To the maggoty beef and weevily bread, I've added me word of abuse;
I've pounded hard biscuit to powder and mixed it with bug-fat and jaggery juice.
With the galley awash for a week on end, I've gore hungry early and late;
Been served with pea-soup that could stand on the poop deck and scare off a blue-nosed mate.

I've signed on in short-handed Yankee ships with masters who know the score;
I've sailed with the drinkers who can't navigate a course past the bar-room door.
I've been with masters who're seamen and know how to treat a sailor well,
And some of the others, the miserable buggers, have made me life a hell.

I know all the boarding-house keepers ashore from Cardiff to Tokyo;
Know all the crimps and waterfront pimps from Riga to Callao.
I've spent me advance at Rasmussen the Dane's, I've lodged with Paddy West,
And I've know the slop-chest to take half of me screw while Big Nellie she took the rest.
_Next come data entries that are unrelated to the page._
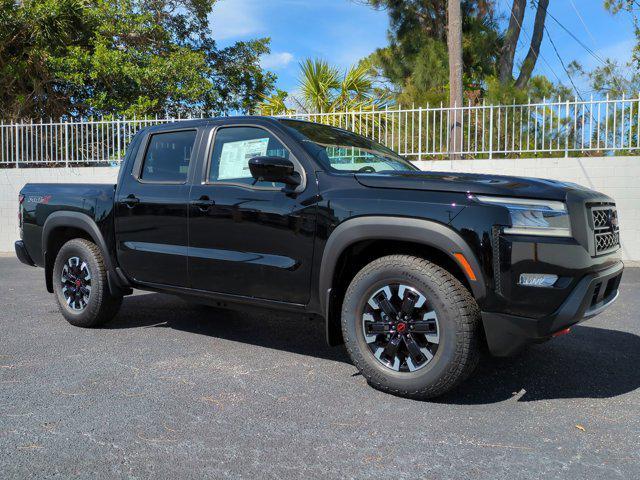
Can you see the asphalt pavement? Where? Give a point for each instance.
(173, 390)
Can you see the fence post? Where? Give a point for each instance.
(119, 137)
(566, 139)
(16, 144)
(490, 131)
(66, 144)
(419, 133)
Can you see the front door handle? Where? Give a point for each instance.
(131, 201)
(204, 203)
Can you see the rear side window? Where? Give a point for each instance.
(167, 157)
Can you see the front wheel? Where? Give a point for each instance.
(410, 327)
(80, 285)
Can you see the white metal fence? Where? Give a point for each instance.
(550, 128)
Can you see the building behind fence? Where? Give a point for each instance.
(560, 128)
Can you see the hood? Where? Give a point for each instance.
(471, 183)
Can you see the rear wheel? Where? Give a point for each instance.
(80, 285)
(410, 327)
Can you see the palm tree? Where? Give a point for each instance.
(324, 89)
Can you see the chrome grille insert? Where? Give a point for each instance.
(605, 228)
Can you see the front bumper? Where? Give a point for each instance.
(507, 334)
(22, 254)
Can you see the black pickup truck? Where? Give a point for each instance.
(413, 271)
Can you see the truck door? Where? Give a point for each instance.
(249, 238)
(152, 208)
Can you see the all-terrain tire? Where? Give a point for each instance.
(458, 318)
(100, 305)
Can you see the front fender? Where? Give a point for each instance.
(426, 232)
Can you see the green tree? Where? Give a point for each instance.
(103, 57)
(416, 60)
(324, 88)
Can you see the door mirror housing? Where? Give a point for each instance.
(274, 169)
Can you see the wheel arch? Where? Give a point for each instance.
(432, 236)
(62, 226)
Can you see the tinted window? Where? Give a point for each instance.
(167, 156)
(341, 150)
(235, 146)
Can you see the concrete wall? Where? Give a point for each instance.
(618, 177)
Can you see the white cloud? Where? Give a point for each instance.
(276, 60)
(232, 19)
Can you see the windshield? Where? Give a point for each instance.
(344, 151)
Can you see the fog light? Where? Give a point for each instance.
(537, 280)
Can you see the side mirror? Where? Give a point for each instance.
(274, 169)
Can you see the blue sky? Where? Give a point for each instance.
(343, 31)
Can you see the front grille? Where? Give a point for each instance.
(605, 228)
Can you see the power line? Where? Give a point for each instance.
(583, 22)
(555, 49)
(539, 53)
(580, 42)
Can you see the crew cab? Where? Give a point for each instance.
(412, 270)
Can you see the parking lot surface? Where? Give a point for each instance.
(173, 390)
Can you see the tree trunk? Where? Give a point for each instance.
(536, 39)
(454, 44)
(511, 41)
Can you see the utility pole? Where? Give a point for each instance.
(454, 44)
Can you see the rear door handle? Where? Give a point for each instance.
(204, 203)
(131, 201)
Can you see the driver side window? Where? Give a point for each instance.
(234, 147)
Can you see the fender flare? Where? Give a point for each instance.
(426, 232)
(85, 223)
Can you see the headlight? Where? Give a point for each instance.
(533, 217)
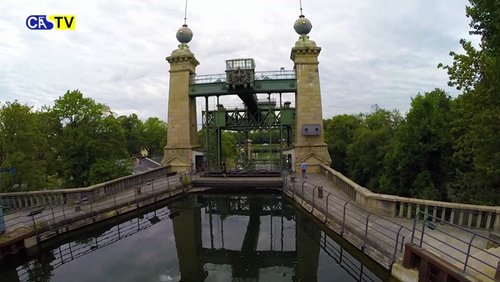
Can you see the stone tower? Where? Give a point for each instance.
(309, 137)
(182, 135)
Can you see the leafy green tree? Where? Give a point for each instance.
(155, 135)
(418, 163)
(370, 143)
(20, 142)
(339, 133)
(90, 134)
(133, 131)
(477, 124)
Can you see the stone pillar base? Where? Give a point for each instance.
(178, 159)
(313, 155)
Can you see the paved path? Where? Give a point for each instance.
(383, 238)
(23, 223)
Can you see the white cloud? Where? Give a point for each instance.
(372, 52)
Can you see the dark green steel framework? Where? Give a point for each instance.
(245, 83)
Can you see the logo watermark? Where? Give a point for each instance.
(48, 22)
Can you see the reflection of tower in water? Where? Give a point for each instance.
(262, 239)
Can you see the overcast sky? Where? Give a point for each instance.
(373, 52)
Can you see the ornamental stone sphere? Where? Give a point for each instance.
(184, 34)
(302, 25)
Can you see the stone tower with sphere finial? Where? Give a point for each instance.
(182, 135)
(309, 137)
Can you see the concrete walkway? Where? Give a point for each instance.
(383, 238)
(48, 221)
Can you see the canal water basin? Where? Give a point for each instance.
(202, 237)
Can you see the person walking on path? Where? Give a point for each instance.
(303, 167)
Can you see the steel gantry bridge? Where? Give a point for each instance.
(265, 114)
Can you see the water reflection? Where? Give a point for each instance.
(215, 238)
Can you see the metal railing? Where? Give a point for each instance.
(56, 217)
(29, 200)
(384, 239)
(372, 234)
(260, 75)
(471, 216)
(470, 251)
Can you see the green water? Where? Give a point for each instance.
(209, 237)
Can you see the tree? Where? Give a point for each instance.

I've sailed out of Rio in ballast, I've loaded grain in Frisco bay;
Raced with a cargo of tea from Shanghai on the old Thermopylae;
I've carried nitrates from Iquiqui and whisky out of Leith;
Sailed in the woolrace on old Cutty Sark, with the wind between her teeth.

Goodbye, you square-riggers, your voyaging's done, farewell to the days of sail;
Goodbye, you Cape-Horners and every tall ship that ever defied a gale;
Goodbye to the shellbacks who rode the winds through a world of sea and sky,
Your roving is ended, your seafaring's over; you mariners all, goodbye.